As we continue to work with a client, trust builds between the therapist and the client. And because I'm talking about bodywork, I'm not merely talking of a trust developing between the two personalities involved. I'm talking about a deeper, more subtle trust that develops between the client's body awareness and the therapist's own body awareness. The more we work with a particular client the more this trust builds and the deeper the changes go.
Often the skill of a great bodyworker lies partially in how quickly they can 'earn', 'gain' or 'build' this type of trust. (I use those words with inverted commas because they don't really work. 'Access' might be the most accurate, even if it's still off the mark.)
4. The more profound the trust is, or the more accurate the location and level of touch, the greater the shift in consciousness in the client.
In Zero Balancing we refer to expanded states of consciousness. The Psychology Dictionary defines expanded consciousness as:
"A sensory effect possible from meditation or mind altering drugs where a person feels like his mind has been opened to new awarenesses."
The definition is accurate in that the expansion refers to new awarenesses. Those who work in skilled touch therapies, including Zero Balancing, would add to the list of meditation and mind altering drugs, though. Bodywork can produce similar results.
If a therapist presses in just the right way, at the right spot, at the right time, the client will go into an expanded state. It's not as hard as it sounds because a therapist learns to 'listen' with his or her hands. And expanded states are not as exotic as they sound either. We are all aware of what it's like to be asleep, or to be mentally active in our jobs. These are two different states of consciousness. What we're talking about here is placing someone in a state of consciousness that's outwith their normal mode of operating in the world. In a state where they are not identified with their thoughts and feelings as they are in their everyday state of mind.

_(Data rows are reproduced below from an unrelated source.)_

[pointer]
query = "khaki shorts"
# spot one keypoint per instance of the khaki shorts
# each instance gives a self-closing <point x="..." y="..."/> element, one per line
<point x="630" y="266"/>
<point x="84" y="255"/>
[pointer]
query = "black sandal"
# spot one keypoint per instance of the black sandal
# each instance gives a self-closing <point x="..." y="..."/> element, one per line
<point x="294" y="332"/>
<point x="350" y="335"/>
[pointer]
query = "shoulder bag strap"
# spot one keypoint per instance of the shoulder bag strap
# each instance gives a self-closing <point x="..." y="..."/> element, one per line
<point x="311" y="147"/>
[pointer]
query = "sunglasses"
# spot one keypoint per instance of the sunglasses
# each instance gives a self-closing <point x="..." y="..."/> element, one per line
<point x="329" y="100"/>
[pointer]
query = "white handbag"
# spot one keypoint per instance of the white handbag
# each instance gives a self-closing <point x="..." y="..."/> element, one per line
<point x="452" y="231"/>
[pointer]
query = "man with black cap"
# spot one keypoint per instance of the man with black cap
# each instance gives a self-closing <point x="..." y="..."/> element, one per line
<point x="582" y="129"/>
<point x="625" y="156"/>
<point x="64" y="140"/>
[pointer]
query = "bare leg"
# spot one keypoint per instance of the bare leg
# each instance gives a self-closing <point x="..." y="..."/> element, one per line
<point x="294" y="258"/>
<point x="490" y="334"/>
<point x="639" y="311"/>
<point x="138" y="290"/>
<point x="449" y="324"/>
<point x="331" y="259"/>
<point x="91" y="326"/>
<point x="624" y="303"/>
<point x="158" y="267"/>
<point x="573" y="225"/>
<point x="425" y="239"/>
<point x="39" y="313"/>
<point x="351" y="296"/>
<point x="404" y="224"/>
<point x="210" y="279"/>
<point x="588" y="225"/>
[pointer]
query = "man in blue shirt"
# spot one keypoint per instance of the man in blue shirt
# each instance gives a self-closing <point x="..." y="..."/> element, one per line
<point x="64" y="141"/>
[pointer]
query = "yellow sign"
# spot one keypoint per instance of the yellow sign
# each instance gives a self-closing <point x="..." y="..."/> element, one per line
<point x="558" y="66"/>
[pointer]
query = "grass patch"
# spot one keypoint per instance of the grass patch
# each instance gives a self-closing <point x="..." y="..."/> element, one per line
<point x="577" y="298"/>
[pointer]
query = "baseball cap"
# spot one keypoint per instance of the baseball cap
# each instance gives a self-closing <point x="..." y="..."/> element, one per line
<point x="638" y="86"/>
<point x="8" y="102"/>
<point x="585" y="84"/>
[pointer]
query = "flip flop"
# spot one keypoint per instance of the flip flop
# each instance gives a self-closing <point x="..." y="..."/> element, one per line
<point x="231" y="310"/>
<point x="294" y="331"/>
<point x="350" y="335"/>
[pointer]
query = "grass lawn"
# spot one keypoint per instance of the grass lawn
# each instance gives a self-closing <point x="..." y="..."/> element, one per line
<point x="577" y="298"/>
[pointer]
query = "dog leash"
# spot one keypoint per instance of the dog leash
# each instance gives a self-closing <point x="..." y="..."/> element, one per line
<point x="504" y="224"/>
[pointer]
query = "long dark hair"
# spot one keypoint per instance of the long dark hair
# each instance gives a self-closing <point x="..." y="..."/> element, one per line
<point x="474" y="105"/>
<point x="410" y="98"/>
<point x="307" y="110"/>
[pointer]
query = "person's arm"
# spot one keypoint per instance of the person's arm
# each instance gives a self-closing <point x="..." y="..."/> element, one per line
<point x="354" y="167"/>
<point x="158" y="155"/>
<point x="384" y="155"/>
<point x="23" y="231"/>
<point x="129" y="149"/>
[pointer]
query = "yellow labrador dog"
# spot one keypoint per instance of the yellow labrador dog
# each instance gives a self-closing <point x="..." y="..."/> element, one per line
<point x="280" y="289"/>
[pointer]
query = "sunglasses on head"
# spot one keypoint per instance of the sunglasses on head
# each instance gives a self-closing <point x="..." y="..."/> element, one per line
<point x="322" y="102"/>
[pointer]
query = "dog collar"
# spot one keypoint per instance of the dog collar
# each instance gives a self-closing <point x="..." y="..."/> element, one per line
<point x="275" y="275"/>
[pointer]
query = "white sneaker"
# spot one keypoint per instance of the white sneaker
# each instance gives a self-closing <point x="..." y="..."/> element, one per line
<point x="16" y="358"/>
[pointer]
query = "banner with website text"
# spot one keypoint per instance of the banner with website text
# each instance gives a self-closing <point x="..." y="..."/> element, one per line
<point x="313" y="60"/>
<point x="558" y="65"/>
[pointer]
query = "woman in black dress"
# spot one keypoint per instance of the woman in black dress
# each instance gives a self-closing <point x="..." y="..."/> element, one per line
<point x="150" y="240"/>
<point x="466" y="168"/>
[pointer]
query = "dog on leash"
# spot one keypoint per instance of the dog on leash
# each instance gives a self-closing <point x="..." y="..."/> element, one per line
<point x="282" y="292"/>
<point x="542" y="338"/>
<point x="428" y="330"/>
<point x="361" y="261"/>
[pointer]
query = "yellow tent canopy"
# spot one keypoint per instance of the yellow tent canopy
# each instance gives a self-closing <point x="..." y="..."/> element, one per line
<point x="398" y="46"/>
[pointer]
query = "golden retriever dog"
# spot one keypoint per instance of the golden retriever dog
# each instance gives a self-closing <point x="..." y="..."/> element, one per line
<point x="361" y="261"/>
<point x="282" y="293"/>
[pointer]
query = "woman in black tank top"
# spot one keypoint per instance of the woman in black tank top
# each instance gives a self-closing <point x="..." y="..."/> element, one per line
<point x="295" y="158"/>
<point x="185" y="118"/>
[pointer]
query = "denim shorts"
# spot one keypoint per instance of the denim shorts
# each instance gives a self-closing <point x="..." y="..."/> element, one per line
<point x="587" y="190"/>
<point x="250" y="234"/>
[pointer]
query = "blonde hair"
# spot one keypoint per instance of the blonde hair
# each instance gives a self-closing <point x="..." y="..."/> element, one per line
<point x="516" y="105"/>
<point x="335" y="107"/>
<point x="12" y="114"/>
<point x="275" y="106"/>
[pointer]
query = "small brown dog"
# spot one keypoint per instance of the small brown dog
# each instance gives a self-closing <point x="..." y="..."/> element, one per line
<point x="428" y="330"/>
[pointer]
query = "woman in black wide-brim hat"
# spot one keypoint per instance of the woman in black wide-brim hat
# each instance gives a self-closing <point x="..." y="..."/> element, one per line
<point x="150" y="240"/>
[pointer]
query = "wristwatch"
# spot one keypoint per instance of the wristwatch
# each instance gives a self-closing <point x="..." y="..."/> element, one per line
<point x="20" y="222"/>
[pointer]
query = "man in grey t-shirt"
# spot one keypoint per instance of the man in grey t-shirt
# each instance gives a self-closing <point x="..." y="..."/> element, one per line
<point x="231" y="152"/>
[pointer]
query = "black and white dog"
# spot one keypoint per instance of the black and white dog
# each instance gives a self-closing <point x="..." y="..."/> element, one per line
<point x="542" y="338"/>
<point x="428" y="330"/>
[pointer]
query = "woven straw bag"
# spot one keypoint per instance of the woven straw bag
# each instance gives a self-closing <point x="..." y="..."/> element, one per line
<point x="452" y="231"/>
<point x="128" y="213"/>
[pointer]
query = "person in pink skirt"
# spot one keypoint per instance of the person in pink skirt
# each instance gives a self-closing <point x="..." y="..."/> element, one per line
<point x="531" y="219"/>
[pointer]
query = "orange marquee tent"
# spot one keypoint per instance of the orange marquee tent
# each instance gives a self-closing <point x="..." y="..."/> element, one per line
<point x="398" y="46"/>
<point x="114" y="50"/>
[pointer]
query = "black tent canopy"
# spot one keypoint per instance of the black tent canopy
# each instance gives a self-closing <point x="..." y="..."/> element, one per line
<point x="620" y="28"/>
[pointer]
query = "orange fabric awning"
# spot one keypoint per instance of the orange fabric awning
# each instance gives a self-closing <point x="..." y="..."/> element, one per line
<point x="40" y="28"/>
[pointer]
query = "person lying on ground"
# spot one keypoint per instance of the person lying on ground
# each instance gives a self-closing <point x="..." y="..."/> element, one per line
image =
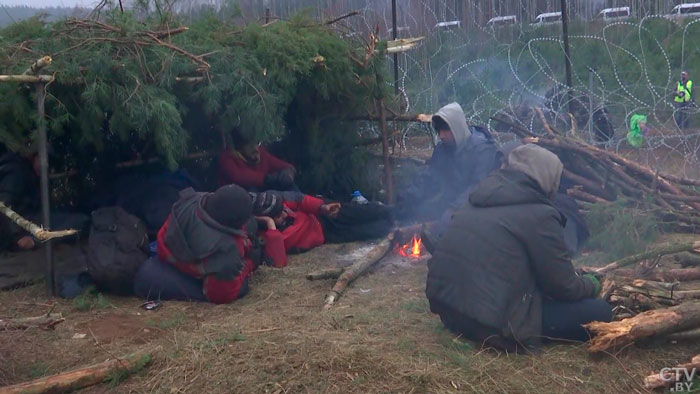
<point x="251" y="166"/>
<point x="501" y="274"/>
<point x="464" y="156"/>
<point x="204" y="249"/>
<point x="304" y="222"/>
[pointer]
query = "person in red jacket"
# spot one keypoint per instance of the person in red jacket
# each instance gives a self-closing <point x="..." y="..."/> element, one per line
<point x="205" y="239"/>
<point x="304" y="222"/>
<point x="252" y="167"/>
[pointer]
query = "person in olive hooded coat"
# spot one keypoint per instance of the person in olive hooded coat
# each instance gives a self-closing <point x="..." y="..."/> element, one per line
<point x="501" y="273"/>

Expanded states in a Zero Balancing session are not just common, they are almost guaranteed. That's not to say that everyone will have out of body experiences! Some do, mind, but it's more common for some to experience a silencing of the mind, others a deep relaxation or a growing sense of rejuvenation, and others still have memories flash before their eyes. And the effects vary in their nature and they are never quite the same, but rare it is that someone remains unaffected. (I'd imagine this is possible only if the trust isn't there.)
Being less identified with who you think you are is what allows for personal growth and transformation to take place in a Zero Balancing session. What growth and transformation takes place, exactly, is out of the therapist's hands. It's up to the client and their consciousness to decide in what direction they will grow. But grow they shall.